In the TCC transaction mode, many readers will ask, what happens if Confirm/Cancel fails? This is a good question, which means that you are thinking deeply about the TCC transaction model. The first case is a temporary failure, such as a network failure, application or database downtime. This type of error is retried and finally returns success; the other case is a business failure. According to the TCC agreement, the first phase locks resources to ensure Sufficient resources can allow Confirm/Cancel to be executed. That is to say, in the logic of the program, Confirm/Cancel is not allowed to return to business failure. If there is a business failure, it is a bug, and the developer needs to fix the bug manually.
summary
In this article, we introduced the theoretical knowledge of TCC, and through an example, gave a complete process of writing a TCC transaction, covering the normal successful completion and successful rollback. I believe that readers have an in-depth understanding of TCC through this article.
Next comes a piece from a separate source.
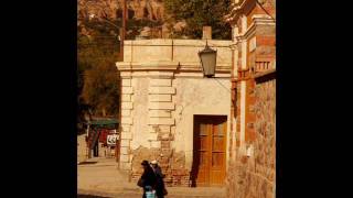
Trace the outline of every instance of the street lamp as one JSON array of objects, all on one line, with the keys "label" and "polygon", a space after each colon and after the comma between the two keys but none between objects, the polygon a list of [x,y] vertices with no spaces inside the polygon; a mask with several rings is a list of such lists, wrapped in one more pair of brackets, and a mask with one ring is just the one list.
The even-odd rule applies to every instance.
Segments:
[{"label": "street lamp", "polygon": [[217,51],[212,50],[206,41],[206,46],[203,51],[199,52],[201,66],[205,77],[211,78],[215,75]]}]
For more comprehensive knowledge of distributed transactions, please refer to "Seven Classic Solutions for Distributed Transactions"
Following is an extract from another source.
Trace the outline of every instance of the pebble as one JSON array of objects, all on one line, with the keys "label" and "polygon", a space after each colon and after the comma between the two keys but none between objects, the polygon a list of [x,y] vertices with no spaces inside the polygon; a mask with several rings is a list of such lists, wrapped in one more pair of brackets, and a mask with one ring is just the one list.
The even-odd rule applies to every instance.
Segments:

The examples used in the article are excerpted from yedf/dtm , which supports multiple transaction modes: TCC, SAGA, XA, transaction message cross-language support, and has supported clients in languages such as golang, python, Java, PHP, nodejs, etc., refer to each language. Provide sub-transaction barrier function, elegantly solve the problems of idempotence, suspension, null compensation and so on.